There is a field in the table:

pp enum('T','S','E','U','AC','AT','M','MA','BA','MC','BC','D') COLLATE utf8_unicode_ci DEFAULT NULL KEY pp (pp) 

If you do this:

 select * from tbl_invoices where (pp is null or pp in ('S')); 

This shows that the key is used in the request:

 *************************** 1. row *************************** id: 1 select_type: SIMPLE table: tbl_invoices type: ref_or_null possible_keys: pp key: pp key_len: 2 ref: const rows: 83064 Extra: Using index condition; Using where 

And if you do this:

 select * from tbl_invoices where (pp is null or pp in ('S','D')); 

That key is no longer used:

 *************************** 1. row *************************** id: 1 select_type: SIMPLE table: tbl_invoices type: ALL possible_keys: pp key: NULL key_len: NULL ref: NULL rows: 321844 Extra: Using where 

Tell me how to remake the request, so that in the second case, the key is also used?

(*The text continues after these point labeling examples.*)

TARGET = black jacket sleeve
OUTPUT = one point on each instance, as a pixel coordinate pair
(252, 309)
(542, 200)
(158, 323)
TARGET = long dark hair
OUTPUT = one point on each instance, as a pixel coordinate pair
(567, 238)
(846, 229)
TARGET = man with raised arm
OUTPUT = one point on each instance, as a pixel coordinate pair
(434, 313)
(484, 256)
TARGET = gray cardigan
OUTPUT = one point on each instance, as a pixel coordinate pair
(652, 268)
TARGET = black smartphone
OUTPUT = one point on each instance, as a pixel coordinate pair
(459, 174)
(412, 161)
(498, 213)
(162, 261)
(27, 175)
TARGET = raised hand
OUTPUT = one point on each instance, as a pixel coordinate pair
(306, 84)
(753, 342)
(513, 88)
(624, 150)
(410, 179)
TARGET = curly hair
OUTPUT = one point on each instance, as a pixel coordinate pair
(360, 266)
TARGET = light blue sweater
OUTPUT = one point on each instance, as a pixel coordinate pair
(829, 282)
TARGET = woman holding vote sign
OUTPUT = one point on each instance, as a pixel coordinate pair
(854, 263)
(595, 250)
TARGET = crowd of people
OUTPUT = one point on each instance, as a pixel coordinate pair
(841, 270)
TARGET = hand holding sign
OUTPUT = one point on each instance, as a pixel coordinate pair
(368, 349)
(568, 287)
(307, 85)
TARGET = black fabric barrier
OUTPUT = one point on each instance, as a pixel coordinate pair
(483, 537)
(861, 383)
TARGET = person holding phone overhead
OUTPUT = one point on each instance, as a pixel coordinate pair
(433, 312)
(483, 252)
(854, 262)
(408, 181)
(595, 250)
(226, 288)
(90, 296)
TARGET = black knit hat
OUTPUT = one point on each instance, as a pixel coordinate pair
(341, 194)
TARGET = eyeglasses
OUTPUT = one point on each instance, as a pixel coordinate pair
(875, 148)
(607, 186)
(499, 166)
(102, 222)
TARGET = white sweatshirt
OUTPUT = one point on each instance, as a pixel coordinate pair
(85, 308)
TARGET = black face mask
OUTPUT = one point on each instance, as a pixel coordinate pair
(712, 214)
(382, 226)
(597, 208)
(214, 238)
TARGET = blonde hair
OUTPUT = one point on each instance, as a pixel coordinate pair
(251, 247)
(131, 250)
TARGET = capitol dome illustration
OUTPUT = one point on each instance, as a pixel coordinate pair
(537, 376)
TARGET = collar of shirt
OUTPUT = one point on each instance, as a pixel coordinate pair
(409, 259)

  • And show plans for each part of where . Those. I am interested in how many records with pp IS NULL , pp = 'S' and pp = 'D' . In general, this is normal behavior - sampling by index leads to random reading from the disk, and if almost all the records meet the condition, then the records will be scanned sequentially much faster. - BOPOH
  • Yeah, I get it. Does it make sense sometimes to insist on your force index (pp) or can we assume that the mysql optimizer always knows better than me? - Fyodor Ustinov
  • The optimizer does not always correctly optimize, but more often it shows quite not bad results (and more often it sees the whole picture better than you, because there is not only random reading), so I would not change its behavior. But the real base and requests are at your fingertips, so you can see how the plan behaves if you give it different hints (like the same force index ). If MyISAM is used, then it may make sense to make ANALYZE TABLE to recalculate the index cardinality (for the like, InnoDB does not seem to help) - BOPOH
  • @BOPOH Please post your comments as an answer. - Nicolas Chabanovsky
  • @NicolasChabanovsky, this is only an assumption, because I did not see the total number of entries for each key value - BOPOH

1 answer 1

You have two different cases, in the first case, the optimizer accurately recognizes the situation. pp = 'S' - comparing the value with a constant about which the EXPLAIN report reports and reports

 type: ref_or_null ref: const 

This means that these tables will not be used for searching at all - the result will be found in the index and the data from the table will be returned.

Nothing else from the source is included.